人材派遣会社の破綻
2025年05月06日
人材派遣業務を営んでいたアクロスソリューション社が昨年11月に破産手続きの開始決定(破綻)を東京地裁から受けました。同社は約1,000人のスタッフが登録されており、主に家電量販店(携帯電話)・コンビニなどへの販売員派遣業務をメインとして昨年度は約40億円の売り上げで黒字決算とされていましたが、「社長が会社の決済に必要な印鑑等を全て持ち出したまま音信不通になっている」としてその後の対応は同社無給で事後処理を行っていたと言います。実際には数度の年金未納等で資産の差押えが行われていたようで、社長の関連企業に不正送金を繰り返していたことが信用調査会社によって判明しています。
考え得るのは年金等の未払いが起きていたことを鑑みれば、以前より資金繰りが厳しかったようで粉飾決算をしていた可能性があると言うことでしょう。ただ経営トップとして破綻に至った経緯や今後の方針について全く話をしておらず雲隠れしたことは道義的にも決して許されるものではありませんが、最も迷惑を被ったのは同社従業員と派遣従業員でしょう。給料の未払いは約10億円とされており1人当たり100万円に相当します。債権差押えの優先順位は税金・社会保険・給料が上ですから恐らくは売り上げの水増しなどで金融機関等から不正に融資を受けていた可能性も指摘されています。またあくまで仮定の話になりますが、反社会的勢力とつながりのある金融会社から高利の貸し付けを受けていたとすれば、事業停止寸前に多額の現金を引き出したコンプライアンス違反事案にもなるでしょう。

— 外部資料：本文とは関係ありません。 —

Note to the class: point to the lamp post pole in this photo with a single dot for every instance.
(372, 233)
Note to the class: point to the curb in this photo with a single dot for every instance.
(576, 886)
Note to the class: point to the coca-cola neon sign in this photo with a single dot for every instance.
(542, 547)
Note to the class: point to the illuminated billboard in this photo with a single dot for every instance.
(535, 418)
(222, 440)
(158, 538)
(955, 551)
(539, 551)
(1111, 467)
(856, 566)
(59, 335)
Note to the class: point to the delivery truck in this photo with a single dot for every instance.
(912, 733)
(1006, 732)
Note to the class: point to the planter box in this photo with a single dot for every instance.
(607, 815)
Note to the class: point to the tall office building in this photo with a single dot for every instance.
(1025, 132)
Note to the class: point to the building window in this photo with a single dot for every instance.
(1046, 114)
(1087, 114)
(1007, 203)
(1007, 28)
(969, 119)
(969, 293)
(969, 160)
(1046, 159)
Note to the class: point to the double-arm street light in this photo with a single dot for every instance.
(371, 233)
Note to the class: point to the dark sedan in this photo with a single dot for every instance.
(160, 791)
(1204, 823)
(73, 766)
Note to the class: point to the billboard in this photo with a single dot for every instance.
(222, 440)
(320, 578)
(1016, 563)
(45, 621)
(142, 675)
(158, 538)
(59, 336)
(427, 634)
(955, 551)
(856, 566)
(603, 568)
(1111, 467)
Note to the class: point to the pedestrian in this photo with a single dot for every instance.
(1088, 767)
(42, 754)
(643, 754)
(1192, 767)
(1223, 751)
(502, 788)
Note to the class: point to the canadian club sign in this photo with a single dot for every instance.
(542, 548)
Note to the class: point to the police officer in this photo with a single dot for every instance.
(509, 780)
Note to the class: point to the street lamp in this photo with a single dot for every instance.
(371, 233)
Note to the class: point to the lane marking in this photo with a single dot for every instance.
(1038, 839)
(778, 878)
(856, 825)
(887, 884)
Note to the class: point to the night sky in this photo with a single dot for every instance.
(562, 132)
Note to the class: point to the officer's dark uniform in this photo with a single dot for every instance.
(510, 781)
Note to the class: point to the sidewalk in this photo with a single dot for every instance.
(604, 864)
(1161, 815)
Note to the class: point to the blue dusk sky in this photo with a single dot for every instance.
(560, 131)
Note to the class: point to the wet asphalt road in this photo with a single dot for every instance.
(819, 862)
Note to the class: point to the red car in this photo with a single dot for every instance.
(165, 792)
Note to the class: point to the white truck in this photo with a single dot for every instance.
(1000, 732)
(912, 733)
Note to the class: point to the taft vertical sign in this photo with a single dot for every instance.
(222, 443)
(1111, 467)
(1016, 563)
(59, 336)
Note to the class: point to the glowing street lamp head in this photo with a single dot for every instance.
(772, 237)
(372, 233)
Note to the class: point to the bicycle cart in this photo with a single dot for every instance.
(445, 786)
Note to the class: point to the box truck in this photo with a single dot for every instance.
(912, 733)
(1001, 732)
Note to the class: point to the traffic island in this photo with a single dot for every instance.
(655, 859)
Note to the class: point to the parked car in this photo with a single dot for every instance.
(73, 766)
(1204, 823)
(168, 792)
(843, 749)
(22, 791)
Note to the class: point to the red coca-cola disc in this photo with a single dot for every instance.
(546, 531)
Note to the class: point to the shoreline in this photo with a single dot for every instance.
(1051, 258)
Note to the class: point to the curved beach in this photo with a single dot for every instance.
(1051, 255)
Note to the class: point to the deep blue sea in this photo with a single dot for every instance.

先程携帯等の販売員を派遣していたことを挙げましたが、全体の売り上げの90%程度を占める同業界全体が景況悪化にあり、資金繰り面でも支払いサイト延長などが要請・実施されていたことも想定されます。同販売店等が直雇用してくれる可能性もゼロではありませんが、いずれにしても人材派遣事業自体に差別化要因(優秀な派遣社員等)がなければ今後第二の同社がでてくるかも知れません。